William Cookworthy found China Clay in Cornwall, and developed a way to process it into fine porcelain pieces.
The St. Austell deposits have now been worked for over 200 years and are the largest in the world. Around 120 million tons of china clay have been produced since William Cookworthy's first discovered it at Tregonning Hill in 1746, but reserves are sufficient for at least another hundred years.
William Cookworthy was born in 1705 and he was the son of a Quaker weaver from Kingsbridge in Devon. His father died in 1718 and the family were quickly reduced to a state of poverty.He became an apprentice to Silvanus Bevan, a Quaker chemist and druggist in London. William was so poor that he could not afford the coach fare from Devon to London, and had to walk the whole 200 miles.
In 1726, Bevan decided to start a wholesale pharmacy business in Notte Street, Plymouth, and William took a job there. By 1735 Cookworthy and Bevan were partners. In that year he married Miss Sarah Berry.

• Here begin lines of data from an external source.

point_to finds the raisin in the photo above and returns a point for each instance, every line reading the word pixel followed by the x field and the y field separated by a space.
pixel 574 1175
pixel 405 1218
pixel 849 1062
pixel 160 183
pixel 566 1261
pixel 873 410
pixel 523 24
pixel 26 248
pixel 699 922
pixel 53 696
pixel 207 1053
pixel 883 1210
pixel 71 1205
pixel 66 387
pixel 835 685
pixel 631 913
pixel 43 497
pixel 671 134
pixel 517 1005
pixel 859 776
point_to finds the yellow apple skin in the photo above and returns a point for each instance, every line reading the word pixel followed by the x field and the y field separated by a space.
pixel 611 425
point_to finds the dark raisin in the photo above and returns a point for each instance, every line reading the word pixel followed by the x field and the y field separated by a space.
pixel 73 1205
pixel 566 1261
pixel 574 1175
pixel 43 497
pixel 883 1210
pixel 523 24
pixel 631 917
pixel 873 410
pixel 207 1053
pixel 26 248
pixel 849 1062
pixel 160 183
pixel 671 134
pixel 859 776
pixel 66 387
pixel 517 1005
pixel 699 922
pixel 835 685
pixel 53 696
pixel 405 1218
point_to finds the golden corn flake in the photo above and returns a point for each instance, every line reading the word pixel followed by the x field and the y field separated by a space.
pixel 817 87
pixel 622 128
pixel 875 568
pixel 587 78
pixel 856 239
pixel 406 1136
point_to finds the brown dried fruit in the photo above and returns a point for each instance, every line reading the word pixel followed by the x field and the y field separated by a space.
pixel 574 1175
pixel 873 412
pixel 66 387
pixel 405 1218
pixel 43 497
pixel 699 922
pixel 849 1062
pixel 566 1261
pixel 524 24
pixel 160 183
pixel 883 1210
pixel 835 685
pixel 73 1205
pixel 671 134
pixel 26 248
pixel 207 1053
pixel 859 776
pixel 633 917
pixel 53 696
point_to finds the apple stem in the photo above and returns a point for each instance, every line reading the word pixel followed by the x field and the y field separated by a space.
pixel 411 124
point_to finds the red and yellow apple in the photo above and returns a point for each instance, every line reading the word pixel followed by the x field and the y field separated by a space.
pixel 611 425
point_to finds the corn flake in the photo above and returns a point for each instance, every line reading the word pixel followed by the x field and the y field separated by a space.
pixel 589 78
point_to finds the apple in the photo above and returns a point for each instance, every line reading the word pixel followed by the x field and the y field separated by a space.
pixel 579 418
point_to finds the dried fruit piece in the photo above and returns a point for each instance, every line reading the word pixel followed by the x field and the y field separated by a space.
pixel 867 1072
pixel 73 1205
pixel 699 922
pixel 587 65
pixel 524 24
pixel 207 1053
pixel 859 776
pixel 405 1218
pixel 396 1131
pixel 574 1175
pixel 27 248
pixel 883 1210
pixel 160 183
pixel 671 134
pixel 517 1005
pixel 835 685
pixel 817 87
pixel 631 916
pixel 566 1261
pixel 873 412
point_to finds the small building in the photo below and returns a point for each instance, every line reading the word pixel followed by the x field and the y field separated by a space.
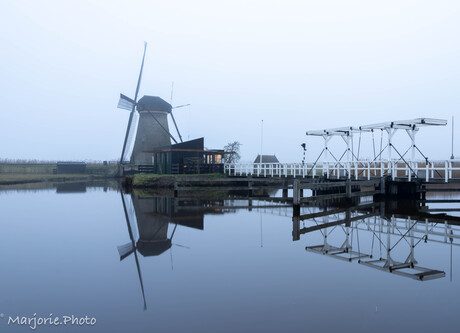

Ten years later he bought out his partners but Sarah's unexpected death that year left him with a family of five girls to bring up on his own. His brother, Philip, joined him as a partner and the business became Messrs William Cookworthy and Company, the Bevans having by now left the scene.
The Cookworthys' apothecary shop,continued as a pharmacy until 1974 when the last proprietor retired. The business flourished, supplying merchant ships in the busy port. He is said to have entertained Captain Cook and Joseph Banks before they sailed in Endeavour to Otaheite, in the Pacific Ocean, in 1769.
William Cookworthy happened to read a description of Chinese porcelain manufacture written by a Jesuit missionary in the 1740s. This accidental find, aroused his curiosity, which was further enhanced when he was visited by businessmen from Virginia with samples of Virginian clay and porcelain in 1745.
They wanted him to import Virginian clay and make porcelain in England. Cookworthy decided to look for these minerals in England, and he found them locally in Cornwall. They were known as Moorstone or Growan, and Growan clay. Cookworthy began to experiment with these ingredients. However, it took him until 1768 to file a patent specification, and be granted Patent number 898 for "Making porcelain from Moorstone, Growan and Growan clay."
At that point in time, English potters were only able to produce what was known as 'earthenware'. Porcelain was imported from China, where the clay used was known as 'kaolin'. But in 1746 Cookworthy discovered china clay at Tregonning Hill near Helston, where it was known as "moorstone". He noticed miners repairing the furnaces with clay at the Great Work Mine, and found out where they were getting it from. Having found that it was suitable for making porcelain, he leased some clay pits on the Hill. He shipped the clay from Porthleven to Plymouth, where he determined the best way to turn it into porcelain. By December 1766 he had set up a small factory.
The clay from Tregonning Hill however contained dark specks of mica, which detracted from a top quality finished product. Better quality clay was found on land owned by Mr Thomas Pitt in St. Stephen's, near St. Austell. Mr Pitt, who was to become Lord Camelford in 1784, invested money in the process and became a partner with him in the Plymouth China Works in Plymouth.
They primarily made decorated tea services, jugs and vases. However, the business was not making a profit in Plymouth, and it amalgamated with a pottery in Bristol. Cookworthy made his cousin, Richard Champion, his manager of "William Cookworthy and Company." In 1774, Cookworthy sold his interest in the business and patent to Champion. Champion continued to buy the ingredients for the porcelain from Lord Camelford, and paid a royalty to Cookworthy.
When Richard Champion tried to renew Cookworthy's patent in 1777, Josiah Wedgewood and other potters in Staffordshire raised objections. The patent formula was upheld, but the actual use of the china clay was released so that ceramic products could be made from it provided that the formula was not infringed. The cost of the legal battle crippled the Company and Richard sold the formula in 1782 to the New Hall Porcelain Company, which had been formed by the Staffordshire potters. They continued to produce porcelain until around 1810, when bone china became available.
Cookworthy also helped Eddystone lighthouse builder John Smeaton with the development of hydraulic lime, a form of mortar which will set under water and was essential to the successful building of the lighthouse.
William Cookworthy died on Tuesday October 17th 1780 and was buried in the family vault in the Westwell Street Burial Ground. At that time the wholesale business in Notte Street passed to his young brother, Benjamin.
The earliest known extant piece of Cookworthy's hard-paste porcelain is now in the British Museum; a blue decorated mug bearing the Arms of Plymouth and the inscription "14th March 1768 C.F." - presumably the initials mean "Cookworthy fecit" (made it).